Middle childhood typically arrives with major advances in the ability to take another person’s perspective. Children in this age group (about six to eleven years) have the capacity to imagine what someone else might be thinking and feeling. Over time, children come to realize that two people can interpret the same event differently.

As youthful perspective-taking abilities evolve, a child can also think about how another person might regard his or her own thoughts, feelings, and behaviors. Statements such as “I thought you would know I was just kidding when I teased you about that” reflect the growing development of taking another’s point of view.

Developing this perspective supports self-concept, self-esteem, understanding others, and social skills. Perspective taking is an important skill to nurture. Parents can help nudge this development by explaining their own viewpoints and talking with children about the possible feelings and thoughts experienced by another person. For example, if you have taken your child and a friend on a Halloween outing, you might teach through your own observation by saying something like, “You had so much fun at the haunted house. . . . It didn’t look like Jenny was enjoying it quite so much. What do you think she was thinking and feeling about it?” The same idea could be applied to an afternoon at the pool, climbing a tree, or a choral event at school. So many opportunities present themselves every day to notice another person’s perspective.

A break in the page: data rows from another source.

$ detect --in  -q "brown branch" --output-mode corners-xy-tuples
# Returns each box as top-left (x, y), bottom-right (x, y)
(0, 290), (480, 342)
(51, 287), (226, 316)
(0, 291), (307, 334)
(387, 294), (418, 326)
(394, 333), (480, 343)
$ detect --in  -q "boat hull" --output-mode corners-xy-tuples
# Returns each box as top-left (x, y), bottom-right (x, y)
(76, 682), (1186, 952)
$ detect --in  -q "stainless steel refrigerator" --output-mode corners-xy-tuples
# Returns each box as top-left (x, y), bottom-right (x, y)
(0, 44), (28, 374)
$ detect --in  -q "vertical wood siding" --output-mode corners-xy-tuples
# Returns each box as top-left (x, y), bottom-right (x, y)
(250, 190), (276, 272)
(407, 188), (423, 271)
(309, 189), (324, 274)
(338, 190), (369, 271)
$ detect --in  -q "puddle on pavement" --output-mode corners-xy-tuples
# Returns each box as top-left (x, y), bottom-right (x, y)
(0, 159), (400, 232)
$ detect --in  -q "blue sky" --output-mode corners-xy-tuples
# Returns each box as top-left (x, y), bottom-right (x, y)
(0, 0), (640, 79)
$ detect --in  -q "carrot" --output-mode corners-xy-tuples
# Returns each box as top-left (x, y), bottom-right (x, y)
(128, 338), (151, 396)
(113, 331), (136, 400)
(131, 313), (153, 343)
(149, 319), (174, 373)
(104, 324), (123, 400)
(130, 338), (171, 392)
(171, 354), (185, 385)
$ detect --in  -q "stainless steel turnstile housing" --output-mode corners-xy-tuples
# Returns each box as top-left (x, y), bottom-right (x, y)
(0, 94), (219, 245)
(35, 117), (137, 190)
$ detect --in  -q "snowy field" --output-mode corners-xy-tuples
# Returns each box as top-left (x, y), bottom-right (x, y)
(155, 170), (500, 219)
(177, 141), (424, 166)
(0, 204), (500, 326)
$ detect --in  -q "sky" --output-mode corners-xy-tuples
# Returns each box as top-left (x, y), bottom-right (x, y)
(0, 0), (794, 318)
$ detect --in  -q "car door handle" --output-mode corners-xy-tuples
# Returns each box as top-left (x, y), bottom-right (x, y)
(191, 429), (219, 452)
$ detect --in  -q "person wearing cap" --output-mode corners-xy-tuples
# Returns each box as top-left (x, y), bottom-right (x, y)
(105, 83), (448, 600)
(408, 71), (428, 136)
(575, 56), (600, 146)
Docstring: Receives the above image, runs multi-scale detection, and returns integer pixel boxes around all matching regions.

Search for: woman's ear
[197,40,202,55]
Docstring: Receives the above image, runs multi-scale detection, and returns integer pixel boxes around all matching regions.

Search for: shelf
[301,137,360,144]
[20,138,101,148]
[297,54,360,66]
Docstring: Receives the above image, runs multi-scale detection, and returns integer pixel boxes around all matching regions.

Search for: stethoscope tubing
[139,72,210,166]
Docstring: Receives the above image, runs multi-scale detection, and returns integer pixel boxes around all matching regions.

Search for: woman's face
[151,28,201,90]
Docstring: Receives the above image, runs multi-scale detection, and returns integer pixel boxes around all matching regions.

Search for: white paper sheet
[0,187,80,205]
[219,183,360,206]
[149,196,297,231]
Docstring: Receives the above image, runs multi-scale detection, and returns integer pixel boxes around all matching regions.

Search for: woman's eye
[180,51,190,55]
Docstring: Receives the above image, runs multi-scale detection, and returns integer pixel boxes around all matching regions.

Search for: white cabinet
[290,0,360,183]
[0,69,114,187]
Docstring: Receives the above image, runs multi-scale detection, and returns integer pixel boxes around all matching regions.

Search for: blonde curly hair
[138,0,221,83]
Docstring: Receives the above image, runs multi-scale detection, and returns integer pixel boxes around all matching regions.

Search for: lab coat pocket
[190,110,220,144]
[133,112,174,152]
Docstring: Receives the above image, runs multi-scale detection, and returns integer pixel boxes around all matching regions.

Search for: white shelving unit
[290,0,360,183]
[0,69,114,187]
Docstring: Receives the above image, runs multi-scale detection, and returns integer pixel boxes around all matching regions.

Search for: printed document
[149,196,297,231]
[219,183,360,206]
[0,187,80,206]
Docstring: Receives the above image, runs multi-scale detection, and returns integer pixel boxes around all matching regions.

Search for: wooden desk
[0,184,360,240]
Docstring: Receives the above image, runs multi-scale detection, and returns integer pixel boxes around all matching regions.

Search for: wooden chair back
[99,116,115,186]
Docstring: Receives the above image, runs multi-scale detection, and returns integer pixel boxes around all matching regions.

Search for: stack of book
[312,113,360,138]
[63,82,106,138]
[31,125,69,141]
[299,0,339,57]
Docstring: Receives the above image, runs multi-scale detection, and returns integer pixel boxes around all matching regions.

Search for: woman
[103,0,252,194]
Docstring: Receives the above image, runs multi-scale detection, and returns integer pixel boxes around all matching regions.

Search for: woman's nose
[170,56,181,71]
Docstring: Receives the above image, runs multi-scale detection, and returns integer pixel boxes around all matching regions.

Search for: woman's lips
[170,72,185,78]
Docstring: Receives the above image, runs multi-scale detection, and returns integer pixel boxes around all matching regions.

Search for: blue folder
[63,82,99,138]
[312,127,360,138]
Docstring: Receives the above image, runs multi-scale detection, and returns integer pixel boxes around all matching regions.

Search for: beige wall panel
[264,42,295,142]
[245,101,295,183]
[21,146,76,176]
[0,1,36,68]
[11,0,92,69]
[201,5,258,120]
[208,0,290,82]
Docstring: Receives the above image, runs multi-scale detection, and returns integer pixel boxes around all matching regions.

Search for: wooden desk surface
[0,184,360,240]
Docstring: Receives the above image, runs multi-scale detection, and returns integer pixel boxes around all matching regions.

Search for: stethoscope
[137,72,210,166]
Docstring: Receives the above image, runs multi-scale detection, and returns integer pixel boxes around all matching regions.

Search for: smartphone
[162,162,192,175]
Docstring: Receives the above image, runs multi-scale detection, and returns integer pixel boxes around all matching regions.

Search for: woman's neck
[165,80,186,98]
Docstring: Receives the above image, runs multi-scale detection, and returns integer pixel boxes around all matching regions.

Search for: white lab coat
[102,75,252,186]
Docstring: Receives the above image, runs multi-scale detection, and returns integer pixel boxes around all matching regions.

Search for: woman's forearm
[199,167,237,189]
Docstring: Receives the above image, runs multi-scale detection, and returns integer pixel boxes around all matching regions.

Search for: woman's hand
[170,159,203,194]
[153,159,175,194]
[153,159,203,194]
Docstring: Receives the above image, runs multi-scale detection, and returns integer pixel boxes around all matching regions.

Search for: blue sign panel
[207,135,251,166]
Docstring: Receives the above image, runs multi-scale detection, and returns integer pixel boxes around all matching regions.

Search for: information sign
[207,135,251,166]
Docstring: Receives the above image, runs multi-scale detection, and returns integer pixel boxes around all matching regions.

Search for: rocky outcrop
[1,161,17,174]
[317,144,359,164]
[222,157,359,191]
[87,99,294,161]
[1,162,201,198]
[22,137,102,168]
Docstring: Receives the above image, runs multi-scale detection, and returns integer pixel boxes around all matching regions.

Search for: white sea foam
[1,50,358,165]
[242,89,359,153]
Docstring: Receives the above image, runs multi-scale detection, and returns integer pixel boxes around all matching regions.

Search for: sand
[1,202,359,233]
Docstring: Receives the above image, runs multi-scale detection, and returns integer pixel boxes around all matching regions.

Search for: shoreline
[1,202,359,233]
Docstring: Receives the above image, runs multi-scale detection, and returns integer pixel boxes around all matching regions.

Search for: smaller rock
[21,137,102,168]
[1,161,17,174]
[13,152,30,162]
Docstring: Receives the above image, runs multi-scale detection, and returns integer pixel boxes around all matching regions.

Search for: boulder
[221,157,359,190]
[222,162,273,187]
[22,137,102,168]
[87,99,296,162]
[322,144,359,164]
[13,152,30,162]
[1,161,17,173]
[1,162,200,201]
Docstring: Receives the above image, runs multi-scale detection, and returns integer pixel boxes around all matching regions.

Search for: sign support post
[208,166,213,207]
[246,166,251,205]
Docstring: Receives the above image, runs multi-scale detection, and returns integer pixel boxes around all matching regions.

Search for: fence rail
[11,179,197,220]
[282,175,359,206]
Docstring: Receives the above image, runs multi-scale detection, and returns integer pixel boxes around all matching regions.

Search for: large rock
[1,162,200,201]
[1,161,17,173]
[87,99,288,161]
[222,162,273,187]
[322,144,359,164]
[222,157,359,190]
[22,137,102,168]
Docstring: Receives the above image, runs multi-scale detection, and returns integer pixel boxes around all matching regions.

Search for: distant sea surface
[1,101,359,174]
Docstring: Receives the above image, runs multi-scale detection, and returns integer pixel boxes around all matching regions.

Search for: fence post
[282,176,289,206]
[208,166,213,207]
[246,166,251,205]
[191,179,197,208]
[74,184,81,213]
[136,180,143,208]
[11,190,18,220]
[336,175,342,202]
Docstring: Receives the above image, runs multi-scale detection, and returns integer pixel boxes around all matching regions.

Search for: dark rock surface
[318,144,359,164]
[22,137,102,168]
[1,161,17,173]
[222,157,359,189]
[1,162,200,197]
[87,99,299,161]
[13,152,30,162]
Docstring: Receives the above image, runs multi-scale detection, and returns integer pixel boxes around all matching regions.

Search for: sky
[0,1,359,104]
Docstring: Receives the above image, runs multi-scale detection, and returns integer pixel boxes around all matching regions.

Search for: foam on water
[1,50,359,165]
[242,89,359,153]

We parents can also model how to look for and listen to another person’s perspective in the moment-to-moment interactions with our children. When we take time to listen to our children’s perspective, take them seriously, and care about their thoughts and feelings, our kids get firsthand experience in noticing another person’s point of view. Over time, they learn how to understand another person’s point of view because they have experienced it themselves.

Having the ability to take another person’s perspective takes time, and we parents can do some nurturing and modeling along the way.